Os efeitos do nível de endividamento e das
exigências de seu financiamento devem exercer alguma pressão sobre a formação
da taxa de juros real. Por outro lado, como a participação do financiamento
externo é relativamente baixo, tudo se passa hoje como se o Brasil estivesse
endividado em sua própria moeda, o que reduz o seu risco. O problema é que a nossa relação dívida pública
bruta/PIB continua igual ao dobro da dos países emergentes. É a quarta mais
elevada do mundo.
Um fato curioso é revelado pelos números da
tabela: a queda da relação entre a dívida líquida e a dívida bruta. Vemos que
em 2008 ela era menos discrepante da média dos países emergentes (69% contra
60%, ou seja, 15% de diferença). Em 2012 a distância aumentou (70% contra 51%,
ou seja, 37% de diferença). Isso sugere que provavelmente estamos misturando um
pouco menos do que deveríamos, de dívida "bruta" no cálculo da
"líquida". É claro que a situação não
é a mesma de 2008 (basta olhar para a acumulação de reservas), mas é inegável
que sem adequado esclarecimento, criam-se dúvidas sobre a situação fiscal.
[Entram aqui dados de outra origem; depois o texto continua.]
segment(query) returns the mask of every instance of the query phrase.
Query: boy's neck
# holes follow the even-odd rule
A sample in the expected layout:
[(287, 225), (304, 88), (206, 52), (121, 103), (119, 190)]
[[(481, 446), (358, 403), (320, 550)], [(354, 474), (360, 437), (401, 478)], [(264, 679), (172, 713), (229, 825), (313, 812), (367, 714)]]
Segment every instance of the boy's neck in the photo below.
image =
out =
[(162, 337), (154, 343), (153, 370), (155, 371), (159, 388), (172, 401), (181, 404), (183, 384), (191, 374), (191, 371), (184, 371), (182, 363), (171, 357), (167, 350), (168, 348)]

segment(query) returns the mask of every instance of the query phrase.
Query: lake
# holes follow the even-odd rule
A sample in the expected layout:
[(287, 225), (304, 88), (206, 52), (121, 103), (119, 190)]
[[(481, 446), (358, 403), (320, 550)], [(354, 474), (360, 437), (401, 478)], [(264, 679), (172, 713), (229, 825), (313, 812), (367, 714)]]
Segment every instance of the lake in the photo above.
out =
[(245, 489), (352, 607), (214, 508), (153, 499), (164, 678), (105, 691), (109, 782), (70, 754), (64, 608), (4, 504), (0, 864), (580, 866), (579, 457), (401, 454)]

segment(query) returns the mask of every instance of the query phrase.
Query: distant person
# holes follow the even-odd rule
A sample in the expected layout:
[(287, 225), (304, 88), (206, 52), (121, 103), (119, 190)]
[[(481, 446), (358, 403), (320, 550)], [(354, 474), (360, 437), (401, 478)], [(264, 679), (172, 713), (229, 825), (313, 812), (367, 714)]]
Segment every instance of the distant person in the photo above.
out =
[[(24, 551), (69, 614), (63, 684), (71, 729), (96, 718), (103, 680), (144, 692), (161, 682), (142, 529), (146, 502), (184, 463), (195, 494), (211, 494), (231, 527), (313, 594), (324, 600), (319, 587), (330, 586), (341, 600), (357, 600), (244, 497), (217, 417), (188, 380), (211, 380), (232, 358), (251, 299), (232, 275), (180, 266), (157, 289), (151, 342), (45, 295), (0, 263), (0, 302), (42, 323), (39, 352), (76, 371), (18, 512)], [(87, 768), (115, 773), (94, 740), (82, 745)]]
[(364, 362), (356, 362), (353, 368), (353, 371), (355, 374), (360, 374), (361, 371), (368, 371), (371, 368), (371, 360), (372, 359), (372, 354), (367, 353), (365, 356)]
Para se ter uma ideia do que significa uma
dívida pública bruta/PIB de 68,5%, basta lembrar que antes da crise (2008),
essa era a relação na Alemanha, 66,8% (hoje é de 90,3%), e na França, de 68,2%
(hoje é de 92,9%). De qualquer forma não acreditamos que a correção eleve a
relação dívida líquida/PIB em muito mais do que 3% ou 4%. A questão é que ela
já é muito elevada quando comparada com a média dos outros países emergentes
(35,2% contra 24,7%).
Uma boa solução para
melhorar a credibilidade dos números fiscais, que sentiram os efeitos das
inúteis manobras contábeis, seria aprovar o projeto de lei que cria o Conselho
de Gestão Fiscal. Estabelecido na Lei de Responsabilidade Fiscal, dorme
esquecido no Congresso há pelo menos uma década.
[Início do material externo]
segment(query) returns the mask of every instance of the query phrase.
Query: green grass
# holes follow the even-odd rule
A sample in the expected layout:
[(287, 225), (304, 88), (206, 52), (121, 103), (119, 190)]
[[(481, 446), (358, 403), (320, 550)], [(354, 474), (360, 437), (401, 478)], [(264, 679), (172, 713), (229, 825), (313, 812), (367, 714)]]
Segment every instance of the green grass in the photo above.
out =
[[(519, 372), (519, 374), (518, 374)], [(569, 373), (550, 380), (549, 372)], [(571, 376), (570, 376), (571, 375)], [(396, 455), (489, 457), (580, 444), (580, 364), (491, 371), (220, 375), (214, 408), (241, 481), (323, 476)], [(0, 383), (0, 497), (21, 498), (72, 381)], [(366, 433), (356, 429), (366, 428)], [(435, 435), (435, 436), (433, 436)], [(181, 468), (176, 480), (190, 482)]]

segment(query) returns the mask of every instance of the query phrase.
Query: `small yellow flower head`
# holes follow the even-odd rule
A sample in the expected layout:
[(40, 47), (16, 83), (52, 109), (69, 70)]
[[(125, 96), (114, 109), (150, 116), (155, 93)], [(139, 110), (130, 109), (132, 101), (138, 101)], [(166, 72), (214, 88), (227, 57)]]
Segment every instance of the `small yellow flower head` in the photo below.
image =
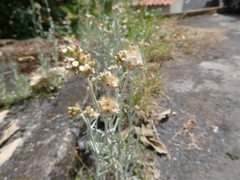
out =
[(91, 108), (91, 106), (87, 106), (83, 114), (84, 116), (91, 119), (97, 119), (97, 117), (99, 116), (99, 114), (95, 112), (94, 109)]
[(119, 80), (110, 71), (104, 70), (103, 73), (100, 73), (99, 80), (108, 89), (116, 89), (116, 88), (118, 88)]
[(119, 113), (119, 105), (112, 97), (102, 96), (100, 100), (98, 100), (98, 105), (101, 113), (104, 115)]
[(80, 105), (76, 103), (75, 107), (68, 107), (68, 114), (72, 117), (77, 117), (77, 115), (81, 114), (83, 111), (80, 108)]
[(84, 66), (79, 66), (78, 72), (82, 73), (83, 77), (85, 78), (95, 73), (94, 69), (90, 67), (89, 64), (85, 64)]
[(142, 56), (139, 51), (139, 47), (131, 44), (128, 50), (123, 50), (117, 53), (114, 57), (117, 63), (126, 67), (129, 70), (135, 69), (135, 67), (143, 66)]

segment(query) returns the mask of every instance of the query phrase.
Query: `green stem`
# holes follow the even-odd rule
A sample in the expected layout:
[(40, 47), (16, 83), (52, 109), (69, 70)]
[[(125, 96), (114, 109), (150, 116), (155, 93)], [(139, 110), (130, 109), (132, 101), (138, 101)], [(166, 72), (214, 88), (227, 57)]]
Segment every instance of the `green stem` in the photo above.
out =
[(104, 140), (103, 140), (103, 144), (102, 147), (99, 151), (99, 153), (97, 154), (97, 163), (96, 163), (96, 173), (95, 173), (95, 180), (99, 179), (99, 160), (100, 160), (100, 156), (102, 154), (103, 148), (105, 147), (106, 143), (107, 143), (107, 139), (108, 139), (108, 125), (107, 125), (107, 120), (104, 117), (104, 125), (105, 125), (105, 133), (104, 133)]
[(98, 102), (97, 102), (96, 96), (95, 96), (93, 88), (92, 88), (92, 83), (90, 82), (89, 78), (86, 78), (86, 79), (87, 79), (88, 87), (90, 89), (90, 94), (92, 96), (93, 105), (94, 105), (95, 109), (97, 110), (97, 112), (100, 113)]

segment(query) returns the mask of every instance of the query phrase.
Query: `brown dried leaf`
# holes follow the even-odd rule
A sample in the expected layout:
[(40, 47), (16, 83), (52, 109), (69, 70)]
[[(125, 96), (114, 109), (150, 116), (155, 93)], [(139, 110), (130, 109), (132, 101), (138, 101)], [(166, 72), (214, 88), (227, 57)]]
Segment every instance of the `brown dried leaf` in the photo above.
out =
[(19, 62), (34, 61), (34, 60), (35, 60), (35, 57), (33, 56), (23, 56), (18, 58)]
[(146, 137), (154, 137), (154, 131), (152, 128), (147, 128), (142, 124), (142, 127), (134, 127), (135, 132), (137, 134), (141, 134), (141, 136), (146, 136)]
[(0, 122), (5, 118), (5, 116), (7, 115), (8, 112), (9, 112), (9, 109), (0, 112)]
[(146, 138), (145, 136), (141, 136), (140, 140), (143, 143), (152, 146), (158, 153), (168, 154), (168, 150), (162, 142), (154, 140), (153, 138)]
[(175, 114), (177, 114), (175, 111), (173, 111), (173, 110), (171, 110), (171, 109), (168, 109), (168, 110), (166, 110), (166, 111), (161, 112), (161, 113), (158, 115), (157, 119), (158, 119), (158, 121), (161, 121), (162, 119), (168, 117), (169, 115), (175, 115)]
[(19, 129), (20, 127), (15, 122), (10, 122), (3, 130), (3, 135), (0, 138), (0, 146)]
[(146, 137), (154, 137), (154, 130), (152, 128), (147, 128), (144, 126), (144, 124), (142, 124), (142, 136), (146, 136)]
[(43, 71), (38, 68), (35, 72), (32, 72), (29, 75), (29, 85), (31, 87), (36, 86), (37, 84), (39, 84), (40, 82), (45, 82), (46, 81), (46, 73), (43, 73)]
[(0, 149), (0, 166), (12, 156), (13, 152), (16, 150), (21, 141), (22, 138), (20, 137)]

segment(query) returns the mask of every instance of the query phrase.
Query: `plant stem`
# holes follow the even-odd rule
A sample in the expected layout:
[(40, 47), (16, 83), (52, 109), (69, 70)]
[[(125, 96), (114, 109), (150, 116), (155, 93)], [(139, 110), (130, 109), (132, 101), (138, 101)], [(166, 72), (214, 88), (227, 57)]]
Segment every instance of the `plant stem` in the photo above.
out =
[(86, 78), (86, 79), (87, 79), (88, 87), (90, 89), (90, 94), (92, 96), (93, 105), (94, 105), (95, 109), (97, 110), (97, 112), (100, 113), (98, 102), (97, 102), (96, 96), (95, 96), (95, 94), (93, 92), (92, 84), (91, 84), (89, 78)]

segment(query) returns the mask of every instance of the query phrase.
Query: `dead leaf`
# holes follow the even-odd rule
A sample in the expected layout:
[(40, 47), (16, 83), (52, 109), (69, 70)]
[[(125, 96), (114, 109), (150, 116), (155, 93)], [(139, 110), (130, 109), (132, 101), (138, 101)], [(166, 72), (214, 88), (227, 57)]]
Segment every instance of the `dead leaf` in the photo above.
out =
[(146, 136), (146, 137), (154, 137), (154, 131), (152, 128), (147, 128), (144, 126), (144, 124), (142, 124), (142, 136)]
[(47, 78), (46, 73), (44, 73), (40, 68), (38, 68), (35, 72), (32, 72), (29, 75), (29, 78), (28, 78), (29, 79), (29, 85), (31, 87), (34, 87), (41, 82), (47, 81), (46, 78)]
[(141, 136), (146, 136), (146, 137), (154, 137), (154, 131), (152, 128), (146, 128), (144, 124), (142, 124), (142, 127), (134, 127), (135, 132), (137, 134), (141, 134)]
[(35, 60), (35, 57), (33, 56), (23, 56), (23, 57), (19, 57), (18, 58), (18, 61), (19, 62), (26, 62), (26, 61), (34, 61)]
[(159, 154), (168, 154), (166, 146), (161, 141), (146, 138), (145, 136), (141, 136), (140, 140), (142, 143), (152, 146)]
[(176, 115), (176, 114), (177, 114), (177, 113), (176, 113), (175, 111), (173, 111), (173, 110), (171, 110), (171, 109), (168, 109), (168, 110), (166, 110), (166, 111), (161, 112), (161, 113), (158, 115), (157, 119), (158, 119), (158, 121), (161, 121), (162, 119), (168, 117), (169, 115)]
[(8, 112), (9, 112), (9, 109), (0, 112), (0, 122), (5, 118), (5, 116), (7, 115)]
[(0, 166), (12, 156), (13, 152), (16, 150), (21, 141), (22, 138), (20, 137), (0, 149)]
[(3, 130), (3, 135), (0, 138), (0, 146), (19, 129), (20, 127), (15, 122), (10, 122)]
[(180, 34), (180, 33), (176, 33), (176, 34), (174, 35), (174, 38), (176, 38), (176, 39), (181, 39), (181, 40), (186, 39), (186, 37), (185, 37), (183, 34)]

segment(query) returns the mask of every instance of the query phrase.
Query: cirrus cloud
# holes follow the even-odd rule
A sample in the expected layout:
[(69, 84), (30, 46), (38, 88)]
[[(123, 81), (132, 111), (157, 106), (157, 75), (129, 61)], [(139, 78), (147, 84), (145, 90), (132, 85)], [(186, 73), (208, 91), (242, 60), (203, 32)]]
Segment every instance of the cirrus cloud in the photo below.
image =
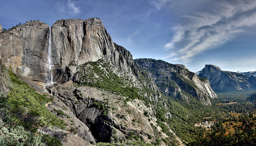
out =
[[(208, 5), (209, 4), (210, 6)], [(208, 8), (205, 10), (204, 6)], [(256, 30), (256, 1), (254, 0), (208, 2), (199, 8), (202, 10), (182, 16), (181, 19), (185, 23), (172, 29), (175, 34), (164, 47), (166, 50), (172, 51), (171, 54), (176, 55), (173, 60), (183, 63), (191, 62), (196, 55), (214, 49), (248, 30)]]

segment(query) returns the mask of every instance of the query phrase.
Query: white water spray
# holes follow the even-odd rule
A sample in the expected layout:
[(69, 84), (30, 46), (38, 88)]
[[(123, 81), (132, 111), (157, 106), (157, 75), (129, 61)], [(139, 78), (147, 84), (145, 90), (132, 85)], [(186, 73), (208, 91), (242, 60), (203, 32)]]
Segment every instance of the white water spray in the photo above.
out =
[[(48, 72), (49, 75), (48, 79), (46, 79), (47, 81), (47, 84), (53, 85), (53, 82), (52, 81), (52, 78), (53, 77), (53, 71), (52, 71), (52, 46), (51, 45), (52, 41), (52, 31), (51, 30), (51, 27), (50, 27), (50, 30), (49, 32), (49, 38), (48, 40)], [(49, 81), (50, 80), (50, 81)]]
O segundo assunto que ocupou o tempo dos
analistas na última semana foram os resultados do balanço de transações
correntes do primeiro trimestre, que atingiu 4,31% do PIB, contra 2,41% no seu
homólogo de 2012. A balança comercial revelou redução de US$ 7,6 bilhões e
depende de esclarecimento sobre os registros das importações da Petrobras.
As previsões do BC para o
ano são menos sombrias: superávit comercial de US$ 15 bilhões, com as
exportações crescendo 8,6%, e as importações, 11,6%. A estimativa para o
déficit em transações correntes é da ordem de US$ 67 bilhões, quase igual ao
montante dos investimentos diretos esperados para 2013, algo como US$ 65
bilhões.
Entretanto, com as incertezas que cercam a economia, é natural que esses
números sejam vistos com certa desconfiança.
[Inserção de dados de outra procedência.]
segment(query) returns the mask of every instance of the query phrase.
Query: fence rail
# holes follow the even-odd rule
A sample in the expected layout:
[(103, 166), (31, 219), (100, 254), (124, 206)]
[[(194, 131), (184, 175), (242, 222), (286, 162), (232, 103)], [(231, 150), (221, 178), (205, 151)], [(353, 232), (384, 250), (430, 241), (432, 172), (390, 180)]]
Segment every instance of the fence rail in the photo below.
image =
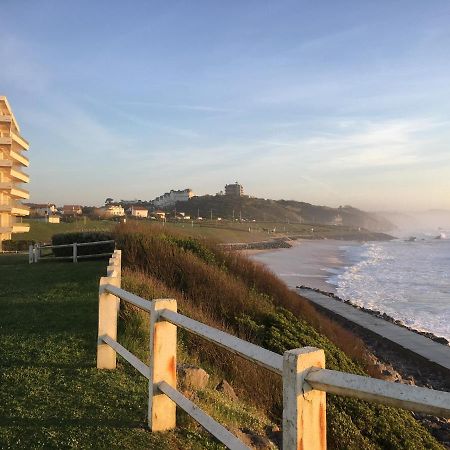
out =
[[(92, 255), (79, 255), (78, 254), (78, 247), (86, 247), (89, 245), (99, 245), (99, 244), (113, 244), (114, 240), (107, 240), (107, 241), (96, 241), (96, 242), (74, 242), (73, 244), (58, 244), (58, 245), (41, 245), (41, 244), (34, 244), (30, 245), (28, 248), (28, 262), (30, 264), (37, 263), (41, 259), (71, 259), (74, 263), (78, 262), (79, 259), (86, 259), (86, 258), (96, 258), (99, 256), (110, 256), (113, 252), (106, 252), (106, 253), (96, 253)], [(42, 250), (44, 249), (53, 249), (53, 248), (72, 248), (72, 255), (70, 256), (42, 256)]]
[[(149, 382), (148, 425), (152, 431), (176, 426), (182, 408), (230, 449), (248, 448), (176, 389), (176, 333), (183, 328), (278, 375), (283, 381), (283, 449), (326, 449), (326, 392), (411, 411), (450, 417), (450, 393), (325, 369), (323, 350), (304, 347), (283, 355), (266, 350), (177, 312), (172, 299), (141, 298), (121, 289), (121, 252), (100, 279), (97, 368), (114, 369), (116, 354)], [(150, 365), (117, 342), (120, 300), (150, 314)]]

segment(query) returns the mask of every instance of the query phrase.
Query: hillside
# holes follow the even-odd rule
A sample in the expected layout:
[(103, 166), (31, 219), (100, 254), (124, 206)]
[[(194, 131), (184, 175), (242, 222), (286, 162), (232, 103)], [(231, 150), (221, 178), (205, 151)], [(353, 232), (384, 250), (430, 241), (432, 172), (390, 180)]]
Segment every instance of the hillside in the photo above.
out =
[[(116, 241), (122, 249), (124, 285), (131, 292), (175, 298), (183, 314), (274, 352), (315, 346), (325, 350), (327, 368), (365, 373), (365, 350), (354, 335), (245, 257), (144, 224), (121, 225)], [(128, 320), (135, 330), (130, 343), (147, 339), (148, 323), (141, 316)], [(188, 361), (226, 378), (239, 399), (280, 425), (279, 377), (191, 334), (180, 333), (180, 341)], [(144, 360), (146, 353), (140, 354)], [(240, 426), (251, 428), (245, 420)], [(409, 412), (332, 395), (327, 397), (327, 436), (330, 449), (442, 448)]]
[(264, 222), (339, 224), (370, 231), (390, 231), (395, 228), (387, 219), (351, 206), (331, 208), (294, 200), (204, 195), (193, 197), (188, 202), (178, 202), (176, 209), (191, 217), (199, 215), (210, 218), (212, 213), (214, 218), (222, 217), (223, 219), (242, 217), (244, 220)]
Tal resultado não deveria ser surpresa,
porque o comportamento da taxa de câmbio nominal e o salário nominal, ambos
produto das próprias políticas social e econômica (ver gráfico), produziu
fantástica valorização do câmbio real (a relação entre o câmbio nominal o
salário real). Ela explica boa parte do persistente aumento do déficit em
transações correntes. Um significativo montante desse déficit financia o
consumo e não o investimento, o que tem sérias implicações para o longo prazo.
As alterações do câmbio
real levam, em média, dois anos para influir no déficit em transações
correntes. É o tempo que nos resta - em condições normais de pressão e
temperatura - para reduzi-lo a partir de 2015.